The Mark of the Beast?

It is said, is it not, that a sign of intelligence is the ability to hold conflicting opinions in mind simultaneously without going mad. So (according to the BBC Radio 3 news) the Fellowship of Confessing Anglicans' stance is "We welcome homosexuals, we don't want to exclude people, but we want them to repent and be changed". (Source of this incredible weirdness.)

Where did I park my pitchfork? I'd better retire to my kitchen and cook up a storm. It's 09:10, drizzling a little, and still rather too humid for my taste. And now it's 10:33 and Monsieur Le Crockpot is satisfactorily stuffed and on his thermal journey. The kitchen is (relatively) tidy and, should my appetite ever revive, I shall munch a croissant for breakfast and pretend I'm on the terrace of that nice little hotel, 40 years ago. As were my parents:

Parents, July 1969

Nice to see that dear Mama was just as reluctant to crack a smile even back then. (As I said, it was Christa who taught me to smile!) I find Philip Larkin to be very accurate on one's parents...

Couldn't agree more... dept.

Actually, couldn't have put it better myself, either:

So my wonderful, top-end FM tuner, which had been my pride and joy for twenty-five years, which, together with its roof-mounted directional dipole aerial, gives a sublimely wonderful listening experience, is to pass into desuetude, leaving me the flat, lifeless, sub-MP2 quality of DAB as its replacement. Well, thanks! I hope that thousands of audiophiles like myself, create a stink over these wretched proposals and that they get punted out where they belong — into the deep long grass.

"Lavendersblue" commenting in The Guardian


Upcoming goodies... dept.

These were my first two SF paperbacks. (They have — courtesy of a "John Bull printing set" — the numbers one and two printed inside them!) The DVD cover is of the 1981 TV film that's being repeated tonight on BBC4.

Books

Why I was drawn, so early, to such tales of apocalyptic disaster is another matter. Meanwhile, BBC Radio 3 is offering a Roger McGough production of Tartuffe. Crikey.

Getting hungry! It's 13:00 and we're plotting a walk tomorrow (after a week off, basically). Now (after my light lunch of ham salad, cheese and pips1) I can reveal — as I squish my way through a grapefruit for "pud" — the destination will be Exbury, and the party will be four chaps and a dog. Though he's called Bobby, not Montmorency.

Hark! La Belle Bleu has just returned from a lunchtime outing. Her battery is presumably still hanging on to its charge.

What goes around... dept.

Remember that Honda TV advert "Cog"? I've just scanned2 the artwork for the 30-minute film made in 1987 that inspired it.
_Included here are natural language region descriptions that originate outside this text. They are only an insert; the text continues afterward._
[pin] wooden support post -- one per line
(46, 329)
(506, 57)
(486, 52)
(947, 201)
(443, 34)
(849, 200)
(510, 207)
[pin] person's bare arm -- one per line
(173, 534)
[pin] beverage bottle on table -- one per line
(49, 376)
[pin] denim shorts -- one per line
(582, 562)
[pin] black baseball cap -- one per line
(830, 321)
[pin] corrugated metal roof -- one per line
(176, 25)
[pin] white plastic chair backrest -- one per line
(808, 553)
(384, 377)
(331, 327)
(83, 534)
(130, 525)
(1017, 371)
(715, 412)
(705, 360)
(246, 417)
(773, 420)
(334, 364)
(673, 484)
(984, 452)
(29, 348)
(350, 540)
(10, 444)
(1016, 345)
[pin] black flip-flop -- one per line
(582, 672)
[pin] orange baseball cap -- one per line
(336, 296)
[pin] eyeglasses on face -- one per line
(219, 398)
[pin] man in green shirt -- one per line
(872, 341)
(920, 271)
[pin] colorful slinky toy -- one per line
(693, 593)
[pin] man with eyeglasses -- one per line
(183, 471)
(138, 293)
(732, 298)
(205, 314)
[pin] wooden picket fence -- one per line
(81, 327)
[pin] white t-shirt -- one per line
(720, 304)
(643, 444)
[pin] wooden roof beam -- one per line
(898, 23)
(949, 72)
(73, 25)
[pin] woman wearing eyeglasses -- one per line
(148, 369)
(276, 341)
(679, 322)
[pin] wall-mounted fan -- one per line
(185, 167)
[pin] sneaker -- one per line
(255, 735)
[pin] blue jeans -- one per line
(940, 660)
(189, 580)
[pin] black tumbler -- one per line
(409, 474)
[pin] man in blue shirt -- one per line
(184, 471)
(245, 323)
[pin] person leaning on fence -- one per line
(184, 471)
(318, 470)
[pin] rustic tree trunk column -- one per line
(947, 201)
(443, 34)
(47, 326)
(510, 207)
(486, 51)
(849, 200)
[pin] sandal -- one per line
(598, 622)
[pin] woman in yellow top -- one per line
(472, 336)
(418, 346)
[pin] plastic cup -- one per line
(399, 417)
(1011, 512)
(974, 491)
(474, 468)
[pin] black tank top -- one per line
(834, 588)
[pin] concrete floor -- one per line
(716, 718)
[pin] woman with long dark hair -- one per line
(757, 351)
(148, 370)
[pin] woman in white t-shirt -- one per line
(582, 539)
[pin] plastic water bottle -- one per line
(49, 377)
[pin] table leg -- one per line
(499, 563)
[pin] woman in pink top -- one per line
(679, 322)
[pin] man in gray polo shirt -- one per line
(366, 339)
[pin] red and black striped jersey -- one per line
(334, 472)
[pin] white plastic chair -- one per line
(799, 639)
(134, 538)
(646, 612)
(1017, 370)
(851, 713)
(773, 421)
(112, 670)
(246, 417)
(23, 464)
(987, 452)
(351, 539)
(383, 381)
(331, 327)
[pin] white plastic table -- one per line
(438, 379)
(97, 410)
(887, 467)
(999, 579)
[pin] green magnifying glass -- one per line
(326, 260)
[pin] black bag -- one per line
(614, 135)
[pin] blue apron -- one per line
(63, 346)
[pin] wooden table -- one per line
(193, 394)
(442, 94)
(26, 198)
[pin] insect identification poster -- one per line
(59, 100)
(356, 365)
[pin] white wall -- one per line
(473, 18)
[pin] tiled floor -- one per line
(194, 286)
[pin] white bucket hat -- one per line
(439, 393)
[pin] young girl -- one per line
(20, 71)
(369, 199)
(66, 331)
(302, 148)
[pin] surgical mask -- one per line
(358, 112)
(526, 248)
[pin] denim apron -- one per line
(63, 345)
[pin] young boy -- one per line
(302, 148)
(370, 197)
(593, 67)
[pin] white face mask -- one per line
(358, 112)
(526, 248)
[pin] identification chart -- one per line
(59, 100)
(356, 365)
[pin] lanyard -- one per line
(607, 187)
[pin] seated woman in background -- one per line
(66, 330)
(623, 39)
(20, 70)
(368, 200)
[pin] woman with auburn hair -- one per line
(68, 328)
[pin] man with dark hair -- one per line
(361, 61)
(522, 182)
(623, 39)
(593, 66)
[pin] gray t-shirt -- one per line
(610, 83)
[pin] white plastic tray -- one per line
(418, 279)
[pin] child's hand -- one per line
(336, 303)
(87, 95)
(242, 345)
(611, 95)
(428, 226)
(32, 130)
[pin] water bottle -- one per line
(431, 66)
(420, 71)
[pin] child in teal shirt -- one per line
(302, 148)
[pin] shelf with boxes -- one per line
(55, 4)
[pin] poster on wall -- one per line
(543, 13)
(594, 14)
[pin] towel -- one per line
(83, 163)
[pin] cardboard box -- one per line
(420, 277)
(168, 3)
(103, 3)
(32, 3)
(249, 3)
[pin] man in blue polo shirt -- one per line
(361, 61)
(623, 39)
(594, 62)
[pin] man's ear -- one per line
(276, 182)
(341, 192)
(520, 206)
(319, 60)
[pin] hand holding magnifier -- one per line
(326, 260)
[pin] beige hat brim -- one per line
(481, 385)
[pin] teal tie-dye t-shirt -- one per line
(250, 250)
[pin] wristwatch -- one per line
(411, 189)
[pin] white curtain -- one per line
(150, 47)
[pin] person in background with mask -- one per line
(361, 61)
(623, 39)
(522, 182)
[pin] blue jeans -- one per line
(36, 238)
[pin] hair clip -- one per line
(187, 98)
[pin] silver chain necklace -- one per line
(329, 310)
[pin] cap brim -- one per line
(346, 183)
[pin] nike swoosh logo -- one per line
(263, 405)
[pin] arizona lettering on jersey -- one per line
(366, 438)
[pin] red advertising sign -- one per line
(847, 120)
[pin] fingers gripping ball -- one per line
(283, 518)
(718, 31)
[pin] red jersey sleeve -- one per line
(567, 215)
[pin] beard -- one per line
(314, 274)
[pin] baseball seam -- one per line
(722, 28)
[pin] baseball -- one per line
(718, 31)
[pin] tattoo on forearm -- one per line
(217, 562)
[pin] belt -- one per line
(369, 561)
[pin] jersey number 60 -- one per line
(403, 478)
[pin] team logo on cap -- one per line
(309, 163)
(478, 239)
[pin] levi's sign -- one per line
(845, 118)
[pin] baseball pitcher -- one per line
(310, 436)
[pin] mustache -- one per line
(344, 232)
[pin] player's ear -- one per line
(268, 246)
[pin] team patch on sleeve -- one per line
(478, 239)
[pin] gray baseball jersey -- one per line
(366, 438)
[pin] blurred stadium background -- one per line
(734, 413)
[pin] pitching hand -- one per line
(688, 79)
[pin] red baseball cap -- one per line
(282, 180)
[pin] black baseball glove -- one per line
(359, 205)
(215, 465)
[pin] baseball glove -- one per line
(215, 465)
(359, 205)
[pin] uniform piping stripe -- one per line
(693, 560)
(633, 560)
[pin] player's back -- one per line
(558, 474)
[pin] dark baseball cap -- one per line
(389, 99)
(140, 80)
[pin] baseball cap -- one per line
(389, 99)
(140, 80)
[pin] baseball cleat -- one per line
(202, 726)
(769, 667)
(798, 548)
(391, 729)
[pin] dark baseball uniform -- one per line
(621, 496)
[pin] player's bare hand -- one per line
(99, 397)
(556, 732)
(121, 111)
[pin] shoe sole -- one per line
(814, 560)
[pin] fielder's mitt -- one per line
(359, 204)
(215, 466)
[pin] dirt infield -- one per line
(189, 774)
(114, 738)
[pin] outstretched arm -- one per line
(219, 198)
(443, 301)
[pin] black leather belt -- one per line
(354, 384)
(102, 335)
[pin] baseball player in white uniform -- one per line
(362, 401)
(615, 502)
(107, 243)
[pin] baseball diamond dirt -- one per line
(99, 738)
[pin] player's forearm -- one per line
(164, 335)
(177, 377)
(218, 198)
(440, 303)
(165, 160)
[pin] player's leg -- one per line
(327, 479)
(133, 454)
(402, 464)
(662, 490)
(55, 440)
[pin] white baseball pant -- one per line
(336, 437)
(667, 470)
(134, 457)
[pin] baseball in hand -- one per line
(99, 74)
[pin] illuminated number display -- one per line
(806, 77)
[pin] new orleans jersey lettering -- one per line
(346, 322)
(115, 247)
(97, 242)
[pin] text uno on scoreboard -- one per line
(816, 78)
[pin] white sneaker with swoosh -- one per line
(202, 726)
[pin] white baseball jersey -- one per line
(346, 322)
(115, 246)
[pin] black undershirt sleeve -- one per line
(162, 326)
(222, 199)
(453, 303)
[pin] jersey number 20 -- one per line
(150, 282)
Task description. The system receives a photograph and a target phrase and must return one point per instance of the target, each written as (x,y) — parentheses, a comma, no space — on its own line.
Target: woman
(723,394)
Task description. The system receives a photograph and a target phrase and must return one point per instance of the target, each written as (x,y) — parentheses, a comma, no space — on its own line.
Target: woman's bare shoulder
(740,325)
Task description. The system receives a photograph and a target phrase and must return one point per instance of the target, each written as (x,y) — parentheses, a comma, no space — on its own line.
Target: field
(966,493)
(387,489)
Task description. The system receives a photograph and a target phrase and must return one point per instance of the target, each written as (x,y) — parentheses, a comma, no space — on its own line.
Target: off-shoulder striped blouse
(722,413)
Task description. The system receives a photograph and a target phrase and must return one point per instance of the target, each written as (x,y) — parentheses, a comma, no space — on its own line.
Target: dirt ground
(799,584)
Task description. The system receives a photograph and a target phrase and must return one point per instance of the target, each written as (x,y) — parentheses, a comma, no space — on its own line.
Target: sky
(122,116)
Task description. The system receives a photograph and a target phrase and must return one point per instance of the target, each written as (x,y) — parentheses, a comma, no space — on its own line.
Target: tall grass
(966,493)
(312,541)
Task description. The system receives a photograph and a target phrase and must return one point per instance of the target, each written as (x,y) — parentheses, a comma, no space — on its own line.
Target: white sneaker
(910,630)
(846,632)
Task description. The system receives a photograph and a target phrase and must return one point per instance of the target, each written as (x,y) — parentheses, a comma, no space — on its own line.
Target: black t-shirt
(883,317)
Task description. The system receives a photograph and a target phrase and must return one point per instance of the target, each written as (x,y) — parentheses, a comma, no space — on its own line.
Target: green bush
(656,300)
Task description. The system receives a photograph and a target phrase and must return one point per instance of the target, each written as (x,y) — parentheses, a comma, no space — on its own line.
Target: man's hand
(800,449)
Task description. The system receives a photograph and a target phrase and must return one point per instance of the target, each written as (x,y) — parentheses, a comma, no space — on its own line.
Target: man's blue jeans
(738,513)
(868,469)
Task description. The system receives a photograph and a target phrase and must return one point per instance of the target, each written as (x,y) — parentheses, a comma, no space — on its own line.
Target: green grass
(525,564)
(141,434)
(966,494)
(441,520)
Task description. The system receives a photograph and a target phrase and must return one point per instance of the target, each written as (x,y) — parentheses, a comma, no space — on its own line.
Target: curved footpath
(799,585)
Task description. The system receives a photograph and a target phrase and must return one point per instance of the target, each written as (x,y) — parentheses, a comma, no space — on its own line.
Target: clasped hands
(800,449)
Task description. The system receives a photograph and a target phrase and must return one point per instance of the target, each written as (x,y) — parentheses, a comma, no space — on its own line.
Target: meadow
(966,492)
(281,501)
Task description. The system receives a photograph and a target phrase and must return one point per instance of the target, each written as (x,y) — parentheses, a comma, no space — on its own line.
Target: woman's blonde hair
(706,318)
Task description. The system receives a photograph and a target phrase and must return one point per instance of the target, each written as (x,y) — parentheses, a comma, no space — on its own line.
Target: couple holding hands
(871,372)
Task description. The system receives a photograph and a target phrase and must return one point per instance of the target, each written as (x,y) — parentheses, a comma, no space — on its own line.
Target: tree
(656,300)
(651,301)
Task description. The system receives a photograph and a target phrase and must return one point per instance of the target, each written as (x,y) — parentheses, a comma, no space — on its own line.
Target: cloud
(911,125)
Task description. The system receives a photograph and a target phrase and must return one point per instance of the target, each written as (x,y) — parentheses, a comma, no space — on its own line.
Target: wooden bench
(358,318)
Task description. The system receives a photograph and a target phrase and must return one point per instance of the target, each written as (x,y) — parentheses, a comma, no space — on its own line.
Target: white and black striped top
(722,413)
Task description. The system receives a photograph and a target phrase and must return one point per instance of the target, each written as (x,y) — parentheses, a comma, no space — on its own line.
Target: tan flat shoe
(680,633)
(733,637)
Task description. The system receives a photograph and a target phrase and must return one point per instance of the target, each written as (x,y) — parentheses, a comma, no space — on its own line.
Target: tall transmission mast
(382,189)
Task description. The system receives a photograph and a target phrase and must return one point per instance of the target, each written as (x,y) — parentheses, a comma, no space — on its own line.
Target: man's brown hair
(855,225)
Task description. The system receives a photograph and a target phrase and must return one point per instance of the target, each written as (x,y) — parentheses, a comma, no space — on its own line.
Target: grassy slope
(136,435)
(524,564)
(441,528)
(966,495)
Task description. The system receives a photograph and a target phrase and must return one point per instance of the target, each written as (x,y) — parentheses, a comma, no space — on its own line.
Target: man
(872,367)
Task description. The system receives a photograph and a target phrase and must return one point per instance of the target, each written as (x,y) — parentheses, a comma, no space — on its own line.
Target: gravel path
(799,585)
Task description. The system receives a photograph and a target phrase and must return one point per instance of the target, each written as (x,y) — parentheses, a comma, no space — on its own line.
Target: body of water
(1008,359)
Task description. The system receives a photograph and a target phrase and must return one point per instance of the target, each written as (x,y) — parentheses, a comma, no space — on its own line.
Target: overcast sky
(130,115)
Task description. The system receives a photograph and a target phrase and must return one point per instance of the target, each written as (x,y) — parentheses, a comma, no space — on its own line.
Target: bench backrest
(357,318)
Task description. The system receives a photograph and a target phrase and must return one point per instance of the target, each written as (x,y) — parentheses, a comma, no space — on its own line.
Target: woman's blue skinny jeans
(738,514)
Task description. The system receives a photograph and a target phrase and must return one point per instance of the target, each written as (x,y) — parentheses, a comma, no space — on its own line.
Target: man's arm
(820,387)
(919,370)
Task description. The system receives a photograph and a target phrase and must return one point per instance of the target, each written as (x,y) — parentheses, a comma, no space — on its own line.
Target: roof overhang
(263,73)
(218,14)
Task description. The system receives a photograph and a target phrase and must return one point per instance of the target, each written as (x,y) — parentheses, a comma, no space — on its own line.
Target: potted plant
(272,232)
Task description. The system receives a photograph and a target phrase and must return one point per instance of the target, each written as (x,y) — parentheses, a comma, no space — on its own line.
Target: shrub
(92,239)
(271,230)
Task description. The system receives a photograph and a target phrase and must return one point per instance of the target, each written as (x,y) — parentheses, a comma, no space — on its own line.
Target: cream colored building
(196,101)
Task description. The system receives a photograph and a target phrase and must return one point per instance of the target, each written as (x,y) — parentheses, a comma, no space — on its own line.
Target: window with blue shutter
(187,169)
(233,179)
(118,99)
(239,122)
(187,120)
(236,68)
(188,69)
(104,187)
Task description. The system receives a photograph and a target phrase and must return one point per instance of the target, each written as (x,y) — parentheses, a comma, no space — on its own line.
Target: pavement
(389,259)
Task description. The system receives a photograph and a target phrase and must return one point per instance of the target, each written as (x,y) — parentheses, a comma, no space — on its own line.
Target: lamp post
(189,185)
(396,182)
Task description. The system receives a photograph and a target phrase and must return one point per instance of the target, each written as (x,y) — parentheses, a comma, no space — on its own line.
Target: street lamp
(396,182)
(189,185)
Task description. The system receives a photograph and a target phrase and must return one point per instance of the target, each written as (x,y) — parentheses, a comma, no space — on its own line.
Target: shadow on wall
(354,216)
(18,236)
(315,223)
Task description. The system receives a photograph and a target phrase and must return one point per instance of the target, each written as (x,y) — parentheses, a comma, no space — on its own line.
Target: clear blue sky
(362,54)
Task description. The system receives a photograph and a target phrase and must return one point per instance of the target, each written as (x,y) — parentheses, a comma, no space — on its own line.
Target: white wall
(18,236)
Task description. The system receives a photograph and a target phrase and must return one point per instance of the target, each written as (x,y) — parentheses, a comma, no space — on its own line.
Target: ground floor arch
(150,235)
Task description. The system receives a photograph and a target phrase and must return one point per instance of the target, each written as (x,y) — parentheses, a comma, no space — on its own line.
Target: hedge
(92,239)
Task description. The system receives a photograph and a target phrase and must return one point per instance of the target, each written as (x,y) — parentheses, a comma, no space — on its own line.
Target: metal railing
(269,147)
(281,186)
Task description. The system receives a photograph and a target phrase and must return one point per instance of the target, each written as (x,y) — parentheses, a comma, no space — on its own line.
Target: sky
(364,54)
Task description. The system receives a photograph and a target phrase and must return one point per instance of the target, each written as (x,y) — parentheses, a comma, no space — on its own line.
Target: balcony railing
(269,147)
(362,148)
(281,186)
It is, I admit, one of the slightly more outré DVDs in my collection:

DVD

And, while I'm browsing IMDB, how can "Jessica Tate" possibly be 81 years old?

Matters Epistemological... dept.

I'm sufficiently painstaking that I try to check things I put in emails before I launch them. So while I was checking the Carl Sagan quotation about how to make an apple pie from scratch ("you must first create the universe") I was delighted to find this:

In science it often happens that scientists say, 'You know that's a really good argument; my position is mistaken,' and then they would actually change their minds and you never hear that old view from them again. They really do it. It doesn't happen as often as it should, because scientists are human and change is sometimes painful. But it happens every day. I cannot recall the last time something like that happened in politics or religion.

Carl Sagan in his CSICOP Keynote Address, 3 April 1987


How about "Never!"?

Tartuffe was fun, and this is fascinating. I've never heard Gordon Bell before, though I've known of him for years, of course. And Peter Gabriel with Witness.org. Amazing. Plus Nigel Shadbolt, (almost) right here in River (Itchen) City... Yep, fascinating.

  

Footnotes

1  An old family joke based on my known liking for Spoonerisms.
2  A long-running project, but (at letter "W") I'm nearing the end. Except, inevitably, for the artwork that has mysteriously migrated to the loft rather than into my series of handy A4 plastic folders in the living room.